Photographer Jesse Marlow is based in Melbourne, Australia. Over the last 17 years he has prowled the streets of the city he calls home, searching for moments of surprise and beauty everywhere he looks. He is a long-time member of the renowned collective iN-PUBLiC and the author of numerous books (including the intriguingly titled Don’t Just Tell Them, Show Them). Alexander Strecker reached out to Marlow to find out more about his origins and what drives his passion for photographing in the street:
LC: All (or almost all) of us are street photographers at this point. As in, we all take photos of the world around us on a near constant basis. But what was your “a-ha” moment with street photography—when something clicked and you realized you wanted to take it a little more seriously/deliberately?
JM: When I began at photography school, I was lucky enough to have a really inspiring lecturer (who went on to become my mentor) named Rei Zunde. He showed us the work of Robert Frank, Henri Cartier-Bresson, Joseph Koudelka and many others. Part of our class in the first year was to head into the city with a bag of film. These “city walks” were focused on shooting candidly on the busy urban streets. I was instantly hooked. I continued shooting in this style on the streets of Melbourne and have never stopped.
…it’s this uncertainty that I love about street photography.
LC: Do you go out expressly to shoot your work or is it always spur of the moment? Is there a conscious mindset that you embrace or is it a constant, fundamental way of seeing the world?
JM: I have had periods of time where I went out specifically to shoot, but often I found this approach put unnecessary pressure on myself and an expectation to come home with results. Thus, over the last five years or so—as life and my commercial work have become busier—I’ve found the best approach is to simply carry a camera at all times.
With the camera around my neck, I am constantly aware of the forms around me, and on the look out for something that could lead to an interesting shot.

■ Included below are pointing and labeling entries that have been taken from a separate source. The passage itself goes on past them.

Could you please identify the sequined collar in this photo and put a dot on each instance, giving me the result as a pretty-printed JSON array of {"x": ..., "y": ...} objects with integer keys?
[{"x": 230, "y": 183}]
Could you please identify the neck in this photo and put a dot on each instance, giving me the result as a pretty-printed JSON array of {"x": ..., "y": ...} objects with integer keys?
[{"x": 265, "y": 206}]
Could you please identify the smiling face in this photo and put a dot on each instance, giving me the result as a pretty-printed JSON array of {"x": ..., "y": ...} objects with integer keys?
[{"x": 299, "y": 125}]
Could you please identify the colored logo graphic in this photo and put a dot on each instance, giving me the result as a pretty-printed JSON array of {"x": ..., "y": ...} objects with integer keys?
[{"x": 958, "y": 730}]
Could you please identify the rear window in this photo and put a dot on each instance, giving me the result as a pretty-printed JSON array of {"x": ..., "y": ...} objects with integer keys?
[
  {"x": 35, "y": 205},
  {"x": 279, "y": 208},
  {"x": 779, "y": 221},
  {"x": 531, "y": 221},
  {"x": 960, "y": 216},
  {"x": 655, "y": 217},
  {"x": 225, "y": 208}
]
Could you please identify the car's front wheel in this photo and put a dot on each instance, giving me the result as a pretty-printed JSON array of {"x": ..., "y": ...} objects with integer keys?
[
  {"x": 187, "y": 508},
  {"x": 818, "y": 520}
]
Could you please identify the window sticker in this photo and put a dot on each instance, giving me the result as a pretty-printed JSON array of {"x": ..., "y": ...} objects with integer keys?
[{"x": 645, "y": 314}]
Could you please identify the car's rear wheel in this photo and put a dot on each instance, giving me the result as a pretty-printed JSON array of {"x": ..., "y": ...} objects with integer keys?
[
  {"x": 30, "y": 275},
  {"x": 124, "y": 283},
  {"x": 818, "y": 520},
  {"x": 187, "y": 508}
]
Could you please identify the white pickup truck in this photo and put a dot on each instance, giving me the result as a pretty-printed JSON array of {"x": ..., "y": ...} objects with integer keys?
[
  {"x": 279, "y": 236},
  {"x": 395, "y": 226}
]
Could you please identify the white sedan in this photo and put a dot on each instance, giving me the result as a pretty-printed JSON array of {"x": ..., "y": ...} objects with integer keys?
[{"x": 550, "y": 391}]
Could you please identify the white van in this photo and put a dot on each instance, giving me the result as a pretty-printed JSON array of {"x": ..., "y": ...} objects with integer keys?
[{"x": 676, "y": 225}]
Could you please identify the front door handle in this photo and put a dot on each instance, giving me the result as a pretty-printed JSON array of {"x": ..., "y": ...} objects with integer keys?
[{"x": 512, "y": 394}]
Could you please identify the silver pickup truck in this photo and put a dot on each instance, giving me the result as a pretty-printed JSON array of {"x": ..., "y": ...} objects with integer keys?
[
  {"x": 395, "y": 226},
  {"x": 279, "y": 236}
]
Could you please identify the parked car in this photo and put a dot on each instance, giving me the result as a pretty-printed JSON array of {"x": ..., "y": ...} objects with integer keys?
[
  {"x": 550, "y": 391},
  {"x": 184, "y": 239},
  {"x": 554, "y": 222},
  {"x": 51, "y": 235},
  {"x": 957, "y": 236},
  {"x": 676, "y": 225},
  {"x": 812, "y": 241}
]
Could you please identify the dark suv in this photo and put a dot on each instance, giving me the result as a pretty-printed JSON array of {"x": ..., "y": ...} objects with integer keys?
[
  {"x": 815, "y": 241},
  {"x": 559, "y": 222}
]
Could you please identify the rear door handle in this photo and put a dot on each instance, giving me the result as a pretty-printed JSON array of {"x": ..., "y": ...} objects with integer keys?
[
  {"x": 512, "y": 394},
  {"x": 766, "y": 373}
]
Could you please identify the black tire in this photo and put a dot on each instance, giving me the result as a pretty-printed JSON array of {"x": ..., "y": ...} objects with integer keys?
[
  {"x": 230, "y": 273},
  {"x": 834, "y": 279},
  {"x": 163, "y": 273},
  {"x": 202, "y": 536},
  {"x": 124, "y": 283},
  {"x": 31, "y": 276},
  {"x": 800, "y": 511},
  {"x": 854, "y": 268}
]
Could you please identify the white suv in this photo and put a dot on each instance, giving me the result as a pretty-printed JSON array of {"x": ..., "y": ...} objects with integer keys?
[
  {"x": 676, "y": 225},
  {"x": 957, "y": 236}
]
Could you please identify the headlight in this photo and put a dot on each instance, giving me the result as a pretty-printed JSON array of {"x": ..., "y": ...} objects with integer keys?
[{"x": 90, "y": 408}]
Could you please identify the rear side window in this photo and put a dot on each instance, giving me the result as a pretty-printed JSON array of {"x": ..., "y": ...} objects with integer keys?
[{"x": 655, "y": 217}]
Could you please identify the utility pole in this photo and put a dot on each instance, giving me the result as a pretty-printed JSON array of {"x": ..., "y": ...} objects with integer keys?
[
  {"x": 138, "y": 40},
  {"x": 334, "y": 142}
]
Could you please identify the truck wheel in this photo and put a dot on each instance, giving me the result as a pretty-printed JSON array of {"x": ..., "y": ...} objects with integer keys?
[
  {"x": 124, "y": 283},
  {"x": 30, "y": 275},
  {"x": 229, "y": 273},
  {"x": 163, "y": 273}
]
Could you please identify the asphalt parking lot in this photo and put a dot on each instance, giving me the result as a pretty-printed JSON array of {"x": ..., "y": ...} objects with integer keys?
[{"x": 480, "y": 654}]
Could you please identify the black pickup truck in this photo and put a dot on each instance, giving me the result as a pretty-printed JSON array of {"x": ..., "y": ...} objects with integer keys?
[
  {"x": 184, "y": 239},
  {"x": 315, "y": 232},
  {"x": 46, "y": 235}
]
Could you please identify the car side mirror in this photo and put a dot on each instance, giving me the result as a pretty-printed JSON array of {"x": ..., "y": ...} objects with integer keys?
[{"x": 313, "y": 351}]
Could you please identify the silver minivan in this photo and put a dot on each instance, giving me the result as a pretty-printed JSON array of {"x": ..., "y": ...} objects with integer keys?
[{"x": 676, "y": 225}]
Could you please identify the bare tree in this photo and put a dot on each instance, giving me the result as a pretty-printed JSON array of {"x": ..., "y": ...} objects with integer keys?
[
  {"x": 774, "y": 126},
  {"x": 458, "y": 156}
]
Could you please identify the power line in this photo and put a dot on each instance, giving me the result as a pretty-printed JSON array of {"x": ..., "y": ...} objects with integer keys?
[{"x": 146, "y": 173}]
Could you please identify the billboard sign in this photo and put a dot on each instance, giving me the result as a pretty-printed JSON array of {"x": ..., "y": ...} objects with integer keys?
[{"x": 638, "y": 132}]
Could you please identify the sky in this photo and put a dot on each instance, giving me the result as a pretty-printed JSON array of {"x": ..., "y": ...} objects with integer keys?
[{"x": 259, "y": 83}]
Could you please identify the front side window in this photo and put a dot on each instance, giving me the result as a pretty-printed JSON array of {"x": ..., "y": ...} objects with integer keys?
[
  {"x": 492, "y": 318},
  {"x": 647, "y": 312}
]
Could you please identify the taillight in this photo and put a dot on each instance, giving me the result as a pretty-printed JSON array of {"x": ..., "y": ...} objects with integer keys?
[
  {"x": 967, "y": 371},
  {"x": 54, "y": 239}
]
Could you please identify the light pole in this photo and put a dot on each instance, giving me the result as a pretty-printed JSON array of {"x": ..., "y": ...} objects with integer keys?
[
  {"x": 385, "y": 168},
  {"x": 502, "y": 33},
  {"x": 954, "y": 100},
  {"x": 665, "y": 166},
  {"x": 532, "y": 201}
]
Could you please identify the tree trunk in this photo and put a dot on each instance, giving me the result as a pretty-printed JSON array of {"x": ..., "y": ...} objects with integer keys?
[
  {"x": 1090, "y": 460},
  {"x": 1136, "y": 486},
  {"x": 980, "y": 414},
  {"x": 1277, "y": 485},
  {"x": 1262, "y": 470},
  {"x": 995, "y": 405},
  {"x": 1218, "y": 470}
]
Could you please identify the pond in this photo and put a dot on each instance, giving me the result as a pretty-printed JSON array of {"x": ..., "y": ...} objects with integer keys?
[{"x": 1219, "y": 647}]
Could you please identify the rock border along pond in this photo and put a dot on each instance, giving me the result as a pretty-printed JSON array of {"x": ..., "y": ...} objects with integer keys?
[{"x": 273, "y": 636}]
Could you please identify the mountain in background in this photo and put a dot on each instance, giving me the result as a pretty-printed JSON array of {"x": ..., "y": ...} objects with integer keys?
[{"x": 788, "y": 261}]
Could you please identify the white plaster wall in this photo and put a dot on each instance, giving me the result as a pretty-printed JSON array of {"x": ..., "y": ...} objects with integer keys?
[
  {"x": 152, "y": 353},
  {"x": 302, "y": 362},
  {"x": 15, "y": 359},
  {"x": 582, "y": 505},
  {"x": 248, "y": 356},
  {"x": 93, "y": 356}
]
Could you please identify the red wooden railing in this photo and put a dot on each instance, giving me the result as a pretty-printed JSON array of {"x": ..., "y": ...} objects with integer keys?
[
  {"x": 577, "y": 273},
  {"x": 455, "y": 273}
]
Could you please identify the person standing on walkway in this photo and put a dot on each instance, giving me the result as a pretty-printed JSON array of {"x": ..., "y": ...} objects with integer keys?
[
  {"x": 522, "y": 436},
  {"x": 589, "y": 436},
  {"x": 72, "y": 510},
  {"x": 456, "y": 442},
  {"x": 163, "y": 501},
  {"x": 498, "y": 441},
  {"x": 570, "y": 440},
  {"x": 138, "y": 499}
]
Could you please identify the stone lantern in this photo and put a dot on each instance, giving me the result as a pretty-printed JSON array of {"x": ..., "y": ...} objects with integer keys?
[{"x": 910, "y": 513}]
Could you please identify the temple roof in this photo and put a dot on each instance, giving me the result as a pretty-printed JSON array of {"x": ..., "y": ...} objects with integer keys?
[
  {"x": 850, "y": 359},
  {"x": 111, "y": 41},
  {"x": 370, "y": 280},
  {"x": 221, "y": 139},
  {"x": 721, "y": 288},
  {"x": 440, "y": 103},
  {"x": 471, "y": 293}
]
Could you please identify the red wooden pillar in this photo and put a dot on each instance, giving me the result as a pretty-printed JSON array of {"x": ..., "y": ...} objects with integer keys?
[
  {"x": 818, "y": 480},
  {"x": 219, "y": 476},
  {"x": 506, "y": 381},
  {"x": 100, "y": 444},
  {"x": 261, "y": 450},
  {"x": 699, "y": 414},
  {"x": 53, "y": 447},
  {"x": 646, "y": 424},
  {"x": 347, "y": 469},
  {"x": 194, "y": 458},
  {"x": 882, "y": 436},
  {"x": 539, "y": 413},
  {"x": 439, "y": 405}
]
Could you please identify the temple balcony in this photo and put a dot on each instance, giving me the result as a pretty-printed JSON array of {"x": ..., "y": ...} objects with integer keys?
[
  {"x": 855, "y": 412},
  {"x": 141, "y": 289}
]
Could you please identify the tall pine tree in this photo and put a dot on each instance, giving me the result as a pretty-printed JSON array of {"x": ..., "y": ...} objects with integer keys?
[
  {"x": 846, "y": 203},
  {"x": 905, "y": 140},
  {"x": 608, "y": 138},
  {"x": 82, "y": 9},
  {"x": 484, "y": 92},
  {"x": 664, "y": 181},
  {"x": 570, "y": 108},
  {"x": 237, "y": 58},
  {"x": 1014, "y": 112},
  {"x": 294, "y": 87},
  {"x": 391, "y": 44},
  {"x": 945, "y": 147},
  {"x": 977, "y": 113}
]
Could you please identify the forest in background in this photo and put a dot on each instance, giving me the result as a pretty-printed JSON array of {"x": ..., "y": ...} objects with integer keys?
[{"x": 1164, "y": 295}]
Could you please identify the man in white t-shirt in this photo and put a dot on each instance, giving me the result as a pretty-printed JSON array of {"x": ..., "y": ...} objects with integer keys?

This doesn’t mean that I’m constantly finding such moments, however! But it’s this uncertainty that I love about street photography.
LC: Can you talk about your editing/selection process a bit? As your audience, we only ever see the final work that comes out the other side. But what goes in beforehand?
JM: Naturally, there are a lot of images left on the “cutting room floor”—I only show the public what I feel constitutes my strongest work. Over the years, I’ve refined what I’m looking for, and as a result a lot of my editing happens on the street before I’ve even taken the photo.
LC: Perhaps unusually for a contemporary street photographer, you shoot a lot of your work on film. What’s special about the analog process for you?
JM: I’ve always been a film user and I continue using film for a long-term project I’m working on. I really enjoy the suspense that is created between shooting and (the much delayed) seeing of the results. It’s the complete opposite to my commercial practice, which is all shot on digital cameras.
LC: Some people dream of flying to exotic locations which will inspire them to make their work. Much of your photographs are made much closer to home. How do you find continual interest in your familiar surroundings?
JM: Exotic locations have never meant a lot to me photographically. I’m more inspired by the daily grind that most people find themselves in, and looking for something interesting, often small and inconsequential, that can flip the scene into something entirely unexpected. It comes back to keeping an open mind and being constantly aware of my surroundings.
LC: Do you ever tire of taking pictures; do you ever feel like you need a visual break?
JM: I definitely go through periods during which my output slows and isn’t what I feel it should be. I think it’s important to acknowledge this as being part of the creative process and embrace it. It’s often during these periods of reflection that new directions reveal themselves.